Could younger voters actually prevent Clinton from winning the election? Ronald Brownstein addresses the possibility at The Atlantic:
Clinton struggled among Millennial voters in her 2008 primary campaign, her 2016 primary campaign, and in the 2016 general election. Against Donald Trump, Clinton has two big advantages—a policy agenda that polls show largely matches Millennials’ own preferences, and an opponent even more unpopular with them than with the public overall. But she also must overcome her own long history of failing to connect with this growing group of voters—a failure that is increasingly worrying Democrats as the overall race tightens.
“This could very easily be the difference between winning the election or not,” said Andrew Baumann, a Democratic pollster who is regularly polling Millennials during this campaign. “If she ends up with them at 50 percent [of the vote] or 55 percent or 60 percent, those are hugely different scenarios.”
In simplest terms, Clinton’s problem is that large numbers of Millennials have never warmed to her as a national candidate.
Brownstein shares figures showing Clinton’s deficit with Millennial voters vs. Obama in 2008 and against Sanders during this campaign’s primary season, in which Sanders bested her in 25 of 27 primary and caucus states. Brownstein notes that Clinton leads Trump in polls so far, but “show her failing to consolidate the enormous share of Millennials who express unfavorable views about Trump. Instead, many of those voters now say they will support libertarian Gary Johnson or Green Party nominee Jill Stein.” Brownstein shares some poll results:
Consider the recent George Washington University Battleground Poll conducted by Ed Goeas, a Republican pollster, and Celinda Lake, a Democrat. In that survey, 73 percent of Millennials said they had an unfavorable view of Trump, 68 percent said they trusted Clinton more than him to defend the middle class, 64 percent trusted her more to handle foreign policy, and 61 percent favored her over Trump to manage the economy. Yet in a four-way ballot test, she drew just 46 percent support, compared to 26 percent for Trump, 18 percent for Johnson, and 5 percent for Stein.
In last week’s ABC/Washington Post poll, which released results from adults 18-39, a group that extends slightly beyond the Millennial Generation, 70 percent of those younger Americans said Trump was not qualified to serve as president and 66 percent said he was biased against women and minorities. But in the four-way match-up, Clinton again drew just 44 percent to 24 percent for Trump, 20 percent for Johnson, and 6 percent for Stein.

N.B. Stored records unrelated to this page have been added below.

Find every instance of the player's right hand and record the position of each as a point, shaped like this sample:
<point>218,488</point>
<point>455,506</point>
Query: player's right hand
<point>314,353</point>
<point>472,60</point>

A survey of Millennials in 11 battleground states released last week by Baumann’s firm, the Global Strategy Group, for Project New America and NextGen Climate presents the same daunting contrast for Clinton. In that survey, 75 percent of Millennials say they view Trump unfavorably, 73 percent describe him as a “racist,” and 70 percent say he is “unfit to protect our country from major threats.” But among likely voters, this survey again found Clinton drawing 48 percent, to Trump’s 23 percent, 13 percent for Johnson, and 8 percent for Stein.
Brownstein notes that there has been some improvement in Clinton’s poll numbers with younger voters since July. Clinton’s deficit with Millenial voters is apparently not about policy. Clinton supports all of the right policies favored by younger voters, but “Big majorities of Millennials, the polls show, view her as untrustworthy, calculating, and unprincipled.”
It can be argued that young voter turnout rates have not been all that impressive. But close margins in key swing states could make them a pivotal constituency.
As the numbers noted above make clear, it’s not that Millennials prefer Trump: it’s more that too many of them are, at this late date, considering casting their ballots for Libertarian nominee Gary Johnson. Clearly Democrats have work to do to improve Clinton’s credibility and image, but also to educate these voters about Johnson’s right-wing economic policies, which couldn’t be much more detrimental to their interests and prospects.